12.2.3 Conditional VAEs#

Duration:: 35-40 minutes
Level:: Intermediate

Overview#

Variational Autoencoders (VAEs) are powerful generative models that learn to map data into a structured latent space and generate new samples by decoding random points from that space. However, standard VAEs have a limitation: you cannot control what they generate. The output is essentially random, determined only by the sampled latent vector.

Conditional Variational Autoencoders (CVAEs) solve this problem by incorporating class labels into both the encoder and decoder [Sohn2015]. By conditioning the model on labels, you gain explicit control over generation. Want to generate the digit “7”? Simply provide label 7 to the decoder. This conditioning mechanism is the foundation for many controlled generation applications, from style transfer to attribute manipulation.

In this exercise, you will implement a Conditional VAE from scratch using PyTorch, train it on the MNIST handwritten digit dataset, and explore how conditioning enables targeted generation.
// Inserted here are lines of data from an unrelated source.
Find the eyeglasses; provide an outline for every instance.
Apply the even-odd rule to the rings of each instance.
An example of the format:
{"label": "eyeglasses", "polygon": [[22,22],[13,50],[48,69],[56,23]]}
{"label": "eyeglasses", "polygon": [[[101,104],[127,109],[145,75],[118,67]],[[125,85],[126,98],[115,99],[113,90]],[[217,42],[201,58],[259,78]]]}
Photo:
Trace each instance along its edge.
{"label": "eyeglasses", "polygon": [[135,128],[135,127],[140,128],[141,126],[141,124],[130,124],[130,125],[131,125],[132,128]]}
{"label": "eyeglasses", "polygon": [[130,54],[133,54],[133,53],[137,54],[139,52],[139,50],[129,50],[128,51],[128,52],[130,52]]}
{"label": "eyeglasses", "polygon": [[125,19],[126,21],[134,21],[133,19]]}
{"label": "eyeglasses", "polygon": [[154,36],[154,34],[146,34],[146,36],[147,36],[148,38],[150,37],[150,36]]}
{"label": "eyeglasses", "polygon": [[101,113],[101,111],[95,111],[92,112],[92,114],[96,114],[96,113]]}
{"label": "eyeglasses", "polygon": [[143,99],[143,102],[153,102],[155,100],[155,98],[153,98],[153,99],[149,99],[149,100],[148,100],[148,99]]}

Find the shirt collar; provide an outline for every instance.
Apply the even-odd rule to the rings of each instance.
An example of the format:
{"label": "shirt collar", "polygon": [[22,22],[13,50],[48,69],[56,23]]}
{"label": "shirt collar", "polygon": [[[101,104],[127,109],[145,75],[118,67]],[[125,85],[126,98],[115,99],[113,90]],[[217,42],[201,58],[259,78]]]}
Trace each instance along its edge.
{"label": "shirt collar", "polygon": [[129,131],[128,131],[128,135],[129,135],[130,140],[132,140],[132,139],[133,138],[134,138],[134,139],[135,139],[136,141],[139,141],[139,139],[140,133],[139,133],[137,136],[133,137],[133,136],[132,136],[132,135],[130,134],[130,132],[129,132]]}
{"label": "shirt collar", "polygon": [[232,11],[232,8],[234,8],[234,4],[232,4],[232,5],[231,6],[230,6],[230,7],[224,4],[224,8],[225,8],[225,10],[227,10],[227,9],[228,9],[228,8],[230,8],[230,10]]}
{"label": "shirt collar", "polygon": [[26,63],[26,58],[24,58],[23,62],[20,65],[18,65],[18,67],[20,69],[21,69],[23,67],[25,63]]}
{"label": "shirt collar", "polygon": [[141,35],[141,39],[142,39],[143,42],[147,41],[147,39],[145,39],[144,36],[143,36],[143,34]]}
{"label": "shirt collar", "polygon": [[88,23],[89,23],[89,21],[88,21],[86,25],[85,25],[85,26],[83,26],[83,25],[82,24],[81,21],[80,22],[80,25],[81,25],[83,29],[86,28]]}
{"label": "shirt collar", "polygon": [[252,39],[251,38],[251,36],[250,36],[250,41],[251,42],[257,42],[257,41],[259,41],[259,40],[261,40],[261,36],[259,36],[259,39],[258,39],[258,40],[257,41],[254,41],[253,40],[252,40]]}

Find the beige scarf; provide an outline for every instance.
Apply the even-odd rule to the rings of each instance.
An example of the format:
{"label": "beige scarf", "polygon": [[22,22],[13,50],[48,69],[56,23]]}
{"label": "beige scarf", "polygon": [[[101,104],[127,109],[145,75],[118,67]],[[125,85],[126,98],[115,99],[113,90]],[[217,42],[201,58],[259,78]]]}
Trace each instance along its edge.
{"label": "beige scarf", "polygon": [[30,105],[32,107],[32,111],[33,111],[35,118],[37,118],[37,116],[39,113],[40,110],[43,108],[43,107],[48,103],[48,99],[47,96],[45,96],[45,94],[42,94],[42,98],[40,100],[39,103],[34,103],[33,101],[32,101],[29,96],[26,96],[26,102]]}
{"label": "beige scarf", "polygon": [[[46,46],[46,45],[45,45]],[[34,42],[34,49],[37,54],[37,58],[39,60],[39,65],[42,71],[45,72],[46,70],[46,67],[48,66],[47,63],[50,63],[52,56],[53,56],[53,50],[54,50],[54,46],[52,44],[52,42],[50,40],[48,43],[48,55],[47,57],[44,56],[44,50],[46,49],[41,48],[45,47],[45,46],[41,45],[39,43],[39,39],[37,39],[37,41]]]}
This hands-on experience builds intuition for the more advanced conditional generation techniques used in modern AI art systems.

Learning Objectives#

By the end of this exercise, you will be able to:

Understand the VAE architecture including encoder, decoder, and reparameterization trick
Implement label conditioning by concatenating one-hot encoded labels to network inputs
Train a Conditional VAE on MNIST and visualize the results
Generate specific digit classes on demand using learned conditional distributions

Quick Start: See It In Action#

Run this code to train a Conditional VAE and generate digits on demand:

Train a CVAE to generate specific digits#

import torch
import torch.nn as nn

# Device selection
device = torch.device('cuda' if torch.cuda.is_available() else 'cpu')
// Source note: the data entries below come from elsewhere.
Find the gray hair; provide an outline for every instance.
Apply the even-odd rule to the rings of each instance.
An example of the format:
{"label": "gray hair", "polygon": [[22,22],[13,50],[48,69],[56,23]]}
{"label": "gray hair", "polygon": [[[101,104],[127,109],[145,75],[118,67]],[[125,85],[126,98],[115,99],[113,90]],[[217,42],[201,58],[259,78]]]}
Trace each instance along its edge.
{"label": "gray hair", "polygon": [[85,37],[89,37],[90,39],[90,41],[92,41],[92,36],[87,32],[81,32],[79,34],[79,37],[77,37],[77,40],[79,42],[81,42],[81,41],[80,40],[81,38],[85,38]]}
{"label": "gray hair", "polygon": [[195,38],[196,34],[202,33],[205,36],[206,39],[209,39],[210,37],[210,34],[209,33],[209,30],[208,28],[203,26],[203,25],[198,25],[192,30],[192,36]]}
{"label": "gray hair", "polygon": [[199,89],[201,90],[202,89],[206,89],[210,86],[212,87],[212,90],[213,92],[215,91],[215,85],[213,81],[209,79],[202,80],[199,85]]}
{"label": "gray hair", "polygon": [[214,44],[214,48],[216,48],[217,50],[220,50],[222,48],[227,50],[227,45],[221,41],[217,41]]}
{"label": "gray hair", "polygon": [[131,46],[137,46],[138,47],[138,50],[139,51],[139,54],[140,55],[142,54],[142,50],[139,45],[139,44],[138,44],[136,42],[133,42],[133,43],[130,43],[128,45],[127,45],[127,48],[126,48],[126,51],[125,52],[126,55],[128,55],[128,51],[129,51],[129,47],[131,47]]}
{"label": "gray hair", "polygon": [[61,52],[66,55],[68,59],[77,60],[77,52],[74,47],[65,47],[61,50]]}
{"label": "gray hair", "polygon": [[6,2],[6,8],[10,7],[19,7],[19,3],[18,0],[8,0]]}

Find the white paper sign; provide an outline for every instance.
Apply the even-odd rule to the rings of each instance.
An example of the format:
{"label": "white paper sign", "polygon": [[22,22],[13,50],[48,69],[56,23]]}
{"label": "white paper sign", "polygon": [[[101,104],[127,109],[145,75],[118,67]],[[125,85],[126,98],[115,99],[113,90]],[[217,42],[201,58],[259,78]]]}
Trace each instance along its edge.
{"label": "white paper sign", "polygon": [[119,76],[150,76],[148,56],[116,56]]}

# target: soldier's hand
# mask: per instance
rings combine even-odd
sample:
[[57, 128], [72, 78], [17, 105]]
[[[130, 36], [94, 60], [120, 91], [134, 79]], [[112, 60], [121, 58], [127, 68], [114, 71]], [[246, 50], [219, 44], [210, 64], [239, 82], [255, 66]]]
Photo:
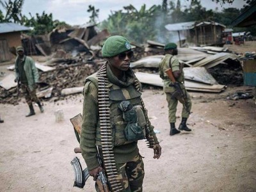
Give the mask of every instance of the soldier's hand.
[[162, 148], [159, 144], [156, 144], [154, 147], [154, 159], [159, 159], [161, 154]]
[[183, 63], [183, 62], [181, 62], [181, 63], [180, 63], [180, 69], [182, 69], [183, 68], [183, 67], [184, 67], [184, 63]]
[[97, 177], [98, 177], [99, 173], [100, 172], [104, 172], [104, 169], [101, 166], [98, 166], [97, 168], [95, 168], [95, 169], [93, 169], [90, 171], [89, 171], [89, 175], [92, 177], [93, 177], [93, 180], [96, 180]]

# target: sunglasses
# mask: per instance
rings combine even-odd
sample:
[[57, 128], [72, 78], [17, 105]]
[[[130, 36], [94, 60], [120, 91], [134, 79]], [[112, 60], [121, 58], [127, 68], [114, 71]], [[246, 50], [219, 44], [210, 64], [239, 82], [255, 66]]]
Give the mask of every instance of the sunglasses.
[[120, 60], [124, 60], [126, 57], [129, 59], [131, 59], [133, 56], [133, 51], [131, 51], [129, 52], [122, 52], [117, 55], [118, 56], [118, 59]]

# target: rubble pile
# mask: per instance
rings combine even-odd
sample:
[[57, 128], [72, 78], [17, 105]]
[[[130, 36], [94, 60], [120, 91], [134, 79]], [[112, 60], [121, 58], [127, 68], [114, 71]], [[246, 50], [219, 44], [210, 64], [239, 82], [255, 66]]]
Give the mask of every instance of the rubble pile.
[[[74, 65], [59, 66], [55, 70], [47, 72], [39, 71], [40, 83], [38, 92], [40, 92], [50, 87], [52, 88], [50, 97], [42, 97], [42, 99], [54, 97], [54, 100], [60, 99], [62, 96], [61, 91], [65, 88], [83, 86], [85, 78], [93, 74], [99, 66], [95, 63], [76, 63]], [[8, 90], [0, 87], [0, 103], [17, 104], [23, 97], [21, 90], [17, 95], [17, 87]]]
[[[67, 94], [81, 93], [85, 78], [106, 62], [101, 56], [101, 47], [109, 35], [108, 31], [97, 33], [94, 26], [90, 26], [59, 29], [48, 36], [36, 36], [40, 38], [40, 41], [30, 41], [35, 42], [35, 46], [23, 44], [27, 53], [40, 52], [47, 58], [44, 63], [36, 62], [40, 73], [38, 98], [55, 101]], [[24, 38], [23, 43], [32, 39]], [[158, 65], [164, 57], [164, 45], [150, 40], [145, 45], [133, 42], [131, 45], [134, 57], [131, 67], [144, 87], [163, 86]], [[243, 74], [239, 57], [227, 48], [179, 47], [178, 52], [177, 58], [185, 64], [185, 86], [188, 90], [220, 92], [227, 85], [243, 85]], [[14, 65], [8, 69], [14, 70]], [[0, 103], [17, 104], [23, 96], [21, 92], [18, 95], [17, 84], [10, 83], [14, 78], [13, 74], [6, 78], [5, 87], [0, 82]]]

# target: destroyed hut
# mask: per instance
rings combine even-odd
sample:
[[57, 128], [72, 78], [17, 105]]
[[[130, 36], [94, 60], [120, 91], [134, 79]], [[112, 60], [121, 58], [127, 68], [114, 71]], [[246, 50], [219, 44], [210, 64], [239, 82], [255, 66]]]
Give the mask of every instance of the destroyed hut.
[[165, 28], [170, 32], [170, 35], [178, 36], [176, 39], [179, 39], [178, 44], [180, 47], [182, 42], [196, 46], [222, 46], [225, 43], [222, 39], [222, 31], [225, 26], [213, 21], [169, 24]]

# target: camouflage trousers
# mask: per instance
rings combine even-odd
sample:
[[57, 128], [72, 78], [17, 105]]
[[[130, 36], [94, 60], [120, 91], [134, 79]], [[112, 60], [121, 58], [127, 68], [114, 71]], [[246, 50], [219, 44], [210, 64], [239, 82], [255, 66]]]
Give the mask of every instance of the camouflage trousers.
[[38, 98], [36, 97], [35, 88], [33, 91], [30, 90], [27, 84], [20, 84], [20, 88], [23, 94], [24, 94], [26, 102], [29, 106], [32, 104], [33, 101], [36, 103], [40, 102]]
[[125, 189], [123, 192], [142, 191], [144, 179], [144, 163], [138, 154], [126, 163], [116, 164], [118, 176]]
[[[191, 100], [190, 99], [190, 95], [186, 90], [186, 89], [182, 89], [183, 93], [185, 95], [187, 96], [188, 100], [188, 109], [190, 111], [192, 107]], [[176, 122], [176, 112], [177, 112], [177, 106], [178, 105], [178, 98], [173, 98], [172, 99], [172, 93], [165, 93], [166, 95], [166, 100], [168, 104], [168, 113], [169, 113], [169, 122], [170, 123], [175, 123]], [[186, 110], [185, 108], [183, 106], [182, 112], [181, 114], [182, 117], [183, 118], [188, 118], [189, 116], [189, 113]]]

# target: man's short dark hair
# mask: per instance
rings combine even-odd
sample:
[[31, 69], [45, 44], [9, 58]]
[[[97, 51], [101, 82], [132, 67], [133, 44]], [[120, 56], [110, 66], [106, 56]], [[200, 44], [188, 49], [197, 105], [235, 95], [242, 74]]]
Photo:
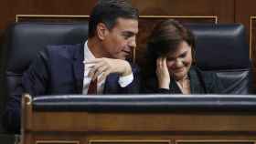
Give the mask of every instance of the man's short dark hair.
[[112, 29], [118, 18], [137, 20], [138, 17], [138, 10], [125, 0], [100, 0], [89, 18], [89, 37], [94, 36], [99, 23], [103, 23]]

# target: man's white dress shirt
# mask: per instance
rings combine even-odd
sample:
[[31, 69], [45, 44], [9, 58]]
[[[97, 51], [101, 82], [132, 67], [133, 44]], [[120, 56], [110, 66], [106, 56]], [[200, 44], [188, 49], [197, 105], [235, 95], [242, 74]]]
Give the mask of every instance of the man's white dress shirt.
[[[89, 61], [89, 60], [92, 60], [94, 58], [95, 58], [95, 57], [92, 55], [92, 53], [91, 52], [91, 50], [88, 47], [88, 41], [86, 41], [85, 44], [84, 44], [84, 61], [86, 62], [86, 61]], [[88, 65], [85, 65], [82, 94], [87, 94], [89, 85], [91, 81], [91, 77], [88, 77], [88, 74], [89, 74], [90, 70], [91, 70], [91, 67]], [[100, 75], [98, 77], [98, 79], [99, 79], [100, 77], [101, 77], [101, 76]], [[124, 87], [128, 86], [129, 84], [131, 84], [133, 82], [133, 75], [132, 73], [131, 75], [128, 75], [128, 76], [125, 76], [125, 77], [120, 77], [119, 80], [118, 80], [118, 83], [122, 87]], [[98, 84], [97, 84], [97, 94], [102, 94], [104, 85], [105, 85], [105, 81], [106, 81], [106, 79], [103, 79], [102, 81], [98, 82]]]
# Simple Conditional VAE architecture
class CVAE(nn.Module):
    def __init__(self, latent_dim=16, num_classes=10):
        super().__init__()
        self.latent_dim = latent_dim
        self.num_classes = num_classes

        # Encoder: image (784) + label (10) -> latent distribution
        self.encoder = nn.Sequential(
            nn.Linear(784 + num_classes, 256),
            nn.ReLU(),
            nn.Linear(256, 256),
            nn.ReLU()
        )
        self.fc_mu = nn.Linear(256, latent_dim)
        self.fc_logvar = nn.Linear(256, latent_dim)

        # Decoder: latent (16) + label (10) -> image (784)
        self.decoder = nn.Sequential(
            nn.Linear(latent_dim + num_classes, 256),
            nn.ReLU(),
            nn.Linear(256, 256),
            nn.ReLU(),
            nn.Linear(256, 784),
            nn.Sigmoid()
        )

    def encode(self, x, labels_onehot):
        combined = torch.cat([x, labels_onehot], dim=1)
        h = self.encoder(combined)
        return self.fc_mu(h), self.fc_logvar(h)
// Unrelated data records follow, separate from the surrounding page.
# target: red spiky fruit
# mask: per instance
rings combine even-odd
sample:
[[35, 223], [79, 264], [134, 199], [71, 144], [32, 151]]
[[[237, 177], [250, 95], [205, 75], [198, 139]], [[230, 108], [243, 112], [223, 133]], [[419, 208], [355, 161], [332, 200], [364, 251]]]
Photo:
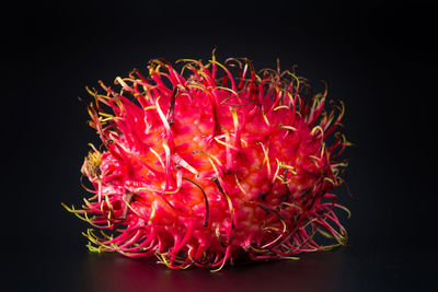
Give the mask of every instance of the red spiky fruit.
[[[325, 112], [326, 90], [313, 95], [279, 68], [183, 61], [181, 73], [152, 60], [148, 78], [116, 78], [119, 93], [102, 82], [104, 94], [89, 90], [105, 150], [92, 145], [82, 167], [94, 196], [68, 208], [103, 231], [84, 233], [89, 248], [218, 270], [345, 244], [334, 213], [345, 208], [330, 194], [349, 145], [335, 132], [343, 106]], [[318, 233], [334, 243], [316, 243]]]

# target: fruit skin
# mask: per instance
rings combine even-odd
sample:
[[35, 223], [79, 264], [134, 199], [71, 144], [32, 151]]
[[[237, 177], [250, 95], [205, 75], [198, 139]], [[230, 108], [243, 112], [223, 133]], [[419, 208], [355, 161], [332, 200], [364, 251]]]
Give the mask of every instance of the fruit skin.
[[90, 144], [81, 170], [93, 197], [80, 210], [62, 205], [101, 230], [83, 233], [90, 250], [216, 271], [344, 245], [334, 208], [349, 211], [330, 192], [351, 145], [343, 104], [326, 112], [326, 86], [313, 94], [279, 63], [256, 73], [245, 58], [182, 61], [181, 73], [157, 59], [148, 78], [117, 77], [119, 92], [88, 89], [105, 150]]

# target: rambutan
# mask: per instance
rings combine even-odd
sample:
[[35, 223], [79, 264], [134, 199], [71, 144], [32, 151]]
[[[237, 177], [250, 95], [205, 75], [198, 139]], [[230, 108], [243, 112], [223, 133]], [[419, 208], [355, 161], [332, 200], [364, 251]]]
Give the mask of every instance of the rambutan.
[[118, 92], [88, 89], [102, 140], [81, 170], [93, 196], [64, 207], [101, 230], [83, 233], [90, 250], [220, 270], [345, 245], [334, 209], [348, 210], [330, 191], [343, 184], [350, 143], [343, 104], [324, 108], [327, 86], [313, 94], [279, 63], [256, 72], [245, 58], [178, 62], [181, 72], [155, 59], [148, 77], [117, 77]]

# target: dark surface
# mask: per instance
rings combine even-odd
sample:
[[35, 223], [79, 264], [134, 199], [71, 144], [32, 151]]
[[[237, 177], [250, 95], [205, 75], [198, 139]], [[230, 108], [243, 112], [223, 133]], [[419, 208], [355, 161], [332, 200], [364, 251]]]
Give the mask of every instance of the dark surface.
[[[437, 10], [429, 3], [15, 4], [2, 20], [2, 291], [430, 291], [436, 188]], [[4, 22], [4, 23], [3, 23]], [[170, 271], [155, 259], [89, 254], [80, 205], [85, 85], [165, 57], [246, 56], [298, 65], [346, 104], [358, 145], [342, 217], [349, 246], [299, 261]], [[322, 86], [321, 86], [322, 87]], [[321, 89], [320, 87], [320, 89]], [[433, 229], [434, 226], [434, 229]]]

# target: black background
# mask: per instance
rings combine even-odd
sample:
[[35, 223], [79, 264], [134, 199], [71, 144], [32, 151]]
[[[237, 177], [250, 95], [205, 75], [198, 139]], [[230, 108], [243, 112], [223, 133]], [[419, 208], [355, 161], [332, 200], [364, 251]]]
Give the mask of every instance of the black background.
[[[304, 3], [306, 2], [306, 3]], [[7, 291], [429, 291], [436, 205], [436, 19], [429, 2], [20, 2], [2, 8], [2, 254]], [[8, 17], [11, 16], [11, 17]], [[357, 156], [338, 189], [349, 246], [223, 269], [89, 254], [79, 170], [96, 142], [85, 85], [149, 59], [249, 57], [346, 104]], [[3, 282], [4, 283], [4, 282]], [[4, 285], [3, 285], [4, 288]], [[2, 289], [3, 290], [3, 289]], [[3, 290], [4, 291], [4, 290]]]

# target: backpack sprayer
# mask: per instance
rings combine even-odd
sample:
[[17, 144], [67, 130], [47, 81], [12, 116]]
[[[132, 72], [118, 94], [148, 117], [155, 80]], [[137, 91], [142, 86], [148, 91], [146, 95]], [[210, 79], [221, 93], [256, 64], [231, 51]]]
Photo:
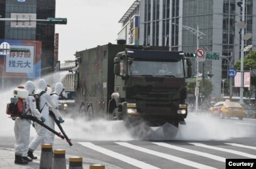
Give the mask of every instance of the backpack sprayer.
[[7, 104], [6, 114], [11, 115], [12, 119], [14, 120], [16, 117], [31, 120], [38, 123], [58, 136], [64, 139], [65, 137], [60, 133], [58, 133], [53, 130], [43, 123], [43, 121], [38, 120], [35, 116], [26, 115], [26, 112], [25, 112], [24, 100], [28, 97], [28, 91], [25, 90], [23, 86], [18, 86], [18, 88], [13, 91], [14, 97], [11, 98], [11, 103]]
[[61, 131], [61, 133], [63, 135], [65, 138], [66, 139], [67, 142], [68, 142], [68, 143], [69, 144], [70, 146], [72, 146], [73, 145], [70, 141], [71, 140], [69, 139], [68, 136], [66, 135], [66, 133], [64, 131], [63, 129], [62, 128], [61, 125], [60, 125], [60, 121], [58, 121], [58, 119], [56, 118], [55, 115], [51, 111], [49, 111], [49, 115], [53, 117], [54, 121], [55, 121], [56, 124], [57, 125], [57, 126], [60, 128], [60, 130]]

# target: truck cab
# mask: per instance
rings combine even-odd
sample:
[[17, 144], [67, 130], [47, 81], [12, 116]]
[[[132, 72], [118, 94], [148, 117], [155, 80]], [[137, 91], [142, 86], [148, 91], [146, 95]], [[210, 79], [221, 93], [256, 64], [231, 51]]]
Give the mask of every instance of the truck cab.
[[178, 127], [188, 113], [185, 64], [183, 52], [126, 49], [119, 53], [111, 101], [115, 106], [109, 111], [112, 118], [142, 118], [149, 126], [169, 123]]

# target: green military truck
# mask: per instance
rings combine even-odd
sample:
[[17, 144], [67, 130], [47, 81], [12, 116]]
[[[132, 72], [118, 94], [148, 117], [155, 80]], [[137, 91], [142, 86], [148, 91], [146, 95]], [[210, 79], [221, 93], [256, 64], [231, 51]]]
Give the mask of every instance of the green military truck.
[[132, 123], [142, 119], [151, 126], [184, 123], [185, 78], [191, 75], [191, 62], [183, 52], [109, 43], [75, 56], [80, 115]]

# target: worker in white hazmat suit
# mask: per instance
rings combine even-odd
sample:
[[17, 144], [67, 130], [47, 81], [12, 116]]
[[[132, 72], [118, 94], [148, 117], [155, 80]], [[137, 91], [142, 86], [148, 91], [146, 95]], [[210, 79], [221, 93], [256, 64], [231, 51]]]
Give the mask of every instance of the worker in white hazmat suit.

    def decode(self, z, labels_onehot):
        combined = torch.cat([z, labels_onehot], dim=1)
        return self.decoder(combined)

    def generate(self, labels, num_samples=1):
        """Generate samples for specified digit labels."""
        self.eval()
        with torch.no_grad():
            labels_onehot = torch.zeros(num_samples, 10, device=device)
            for i, label in enumerate(labels):
                labels_onehot[i, label] = 1
            z = torch.randn(num_samples, self.latent_dim, device=device)
            return self.decode(z, labels_onehot)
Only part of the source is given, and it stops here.